Community Focus - Salt Marsh : Capture-land status hurting craftworkers - Artisans want training centre to be vending destination
The Northern Youth Artisans craftwork school in Salt Marsh, Trelawny, which was viewed as a potential tourism site when it was created in 2009, is swiftly losing that potential and is becoming as obscure as the building that houses the school.
Located along the highway less than three minutes away from the parish capital of Falmouth, the school is open to all who wish to learn the wood-crafting trade, which has been a feature of life in that area since 1941.
But Wesley Nelson, the president of Northern Youth Artisans, is adamant that the untapped potential of the facility as a craft-vending destination must be acknowledged.
"Right around the site there should have been some huts built as shops with different items, but it didn't get off the ground because the place would have to be a rest stop
to be certified through the Tourism Product Development Company for tourists to come there. So we didn't get the approval because we had captured the land," Nelson explained.

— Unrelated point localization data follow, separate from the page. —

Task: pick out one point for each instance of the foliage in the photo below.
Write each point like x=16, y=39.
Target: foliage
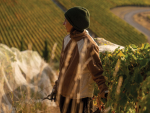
x=22, y=44
x=132, y=64
x=107, y=25
x=32, y=20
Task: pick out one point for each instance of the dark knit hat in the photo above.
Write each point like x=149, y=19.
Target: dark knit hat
x=78, y=17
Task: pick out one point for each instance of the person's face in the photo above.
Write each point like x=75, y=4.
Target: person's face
x=67, y=25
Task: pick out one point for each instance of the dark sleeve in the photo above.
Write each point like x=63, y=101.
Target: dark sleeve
x=95, y=67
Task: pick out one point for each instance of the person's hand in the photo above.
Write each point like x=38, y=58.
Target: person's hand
x=51, y=96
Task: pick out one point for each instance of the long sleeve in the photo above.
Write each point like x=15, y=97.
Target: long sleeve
x=95, y=67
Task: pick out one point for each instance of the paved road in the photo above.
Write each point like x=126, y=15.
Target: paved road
x=129, y=18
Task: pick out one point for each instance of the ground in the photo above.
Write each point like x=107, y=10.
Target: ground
x=143, y=19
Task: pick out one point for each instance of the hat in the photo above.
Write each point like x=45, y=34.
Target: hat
x=78, y=17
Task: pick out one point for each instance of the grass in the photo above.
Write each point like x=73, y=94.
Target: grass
x=107, y=25
x=33, y=20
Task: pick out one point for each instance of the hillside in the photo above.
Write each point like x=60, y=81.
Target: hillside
x=38, y=20
x=32, y=20
x=107, y=25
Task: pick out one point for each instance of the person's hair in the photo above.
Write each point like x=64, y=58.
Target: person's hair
x=74, y=29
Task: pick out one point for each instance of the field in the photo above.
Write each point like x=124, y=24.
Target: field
x=38, y=20
x=107, y=25
x=32, y=20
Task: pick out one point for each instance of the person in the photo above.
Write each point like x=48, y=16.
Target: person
x=78, y=89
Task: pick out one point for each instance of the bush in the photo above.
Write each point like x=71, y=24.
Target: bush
x=128, y=75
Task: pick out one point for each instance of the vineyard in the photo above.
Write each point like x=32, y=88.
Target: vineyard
x=107, y=25
x=34, y=21
x=128, y=75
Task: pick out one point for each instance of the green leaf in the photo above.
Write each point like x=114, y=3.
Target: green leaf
x=123, y=100
x=133, y=46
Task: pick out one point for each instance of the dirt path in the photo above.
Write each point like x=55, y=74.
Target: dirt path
x=127, y=14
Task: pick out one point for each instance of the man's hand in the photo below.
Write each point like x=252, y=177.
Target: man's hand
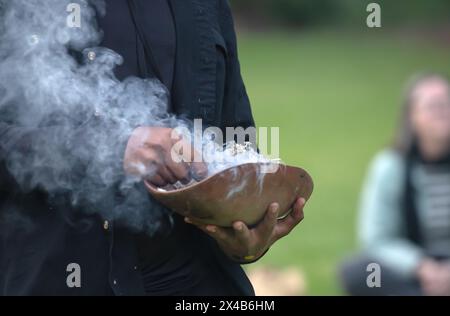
x=148, y=155
x=434, y=277
x=247, y=245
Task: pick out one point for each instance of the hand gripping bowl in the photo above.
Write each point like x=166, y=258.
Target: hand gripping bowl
x=242, y=192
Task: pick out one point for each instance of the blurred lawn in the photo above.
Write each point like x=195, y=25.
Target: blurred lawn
x=335, y=98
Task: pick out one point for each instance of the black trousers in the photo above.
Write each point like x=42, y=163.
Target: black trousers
x=353, y=277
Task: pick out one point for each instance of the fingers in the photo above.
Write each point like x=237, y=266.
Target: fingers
x=157, y=180
x=266, y=227
x=242, y=233
x=287, y=224
x=219, y=233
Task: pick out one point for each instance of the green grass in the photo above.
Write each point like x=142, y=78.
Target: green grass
x=335, y=98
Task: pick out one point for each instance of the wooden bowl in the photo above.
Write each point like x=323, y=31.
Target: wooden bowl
x=242, y=193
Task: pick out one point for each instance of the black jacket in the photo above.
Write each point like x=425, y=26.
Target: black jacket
x=40, y=234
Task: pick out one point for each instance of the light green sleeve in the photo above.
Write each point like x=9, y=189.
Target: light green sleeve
x=381, y=227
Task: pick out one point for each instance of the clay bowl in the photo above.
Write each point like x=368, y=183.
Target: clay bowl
x=242, y=192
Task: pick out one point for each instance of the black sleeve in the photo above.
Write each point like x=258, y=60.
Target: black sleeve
x=62, y=157
x=236, y=100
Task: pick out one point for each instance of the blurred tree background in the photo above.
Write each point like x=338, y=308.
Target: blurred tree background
x=333, y=86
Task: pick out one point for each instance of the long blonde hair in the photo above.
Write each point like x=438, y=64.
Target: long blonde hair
x=405, y=138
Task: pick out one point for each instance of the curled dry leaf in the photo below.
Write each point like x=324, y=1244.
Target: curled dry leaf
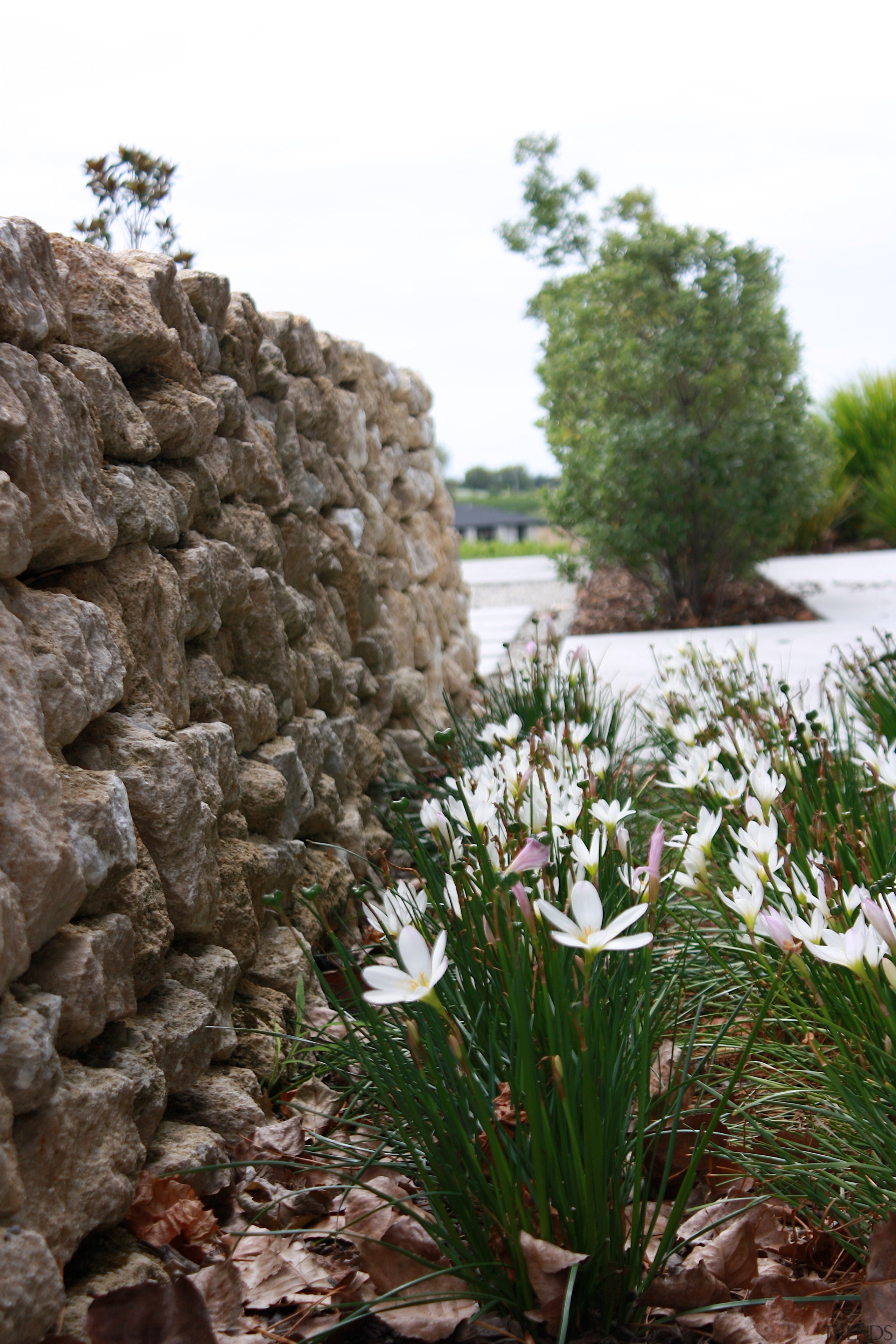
x=879, y=1291
x=166, y=1209
x=548, y=1269
x=151, y=1314
x=391, y=1245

"When the (National) Land Agency came here, they realised it was a community-based product, so they gave us a letter to move forward. But when we applied to get J$7 million to complete the project, all we wanted was a timeline to finish, and we were denied by the Land Agency," said Nelson. "Something good is here that needs to be showcased. We have potential and ambition; we just need a chance to show our talent."
Maxie Plummer, one of the group's founding members, said that despite the school's lack of prominence, people still come to learn about wood-crafting.
"The younger people do other stuff like fishing, masonry, or carpentry, and some of them idle just the same, but people still come here to learn carving. But we kind of need a little more upgrading," said Plummer.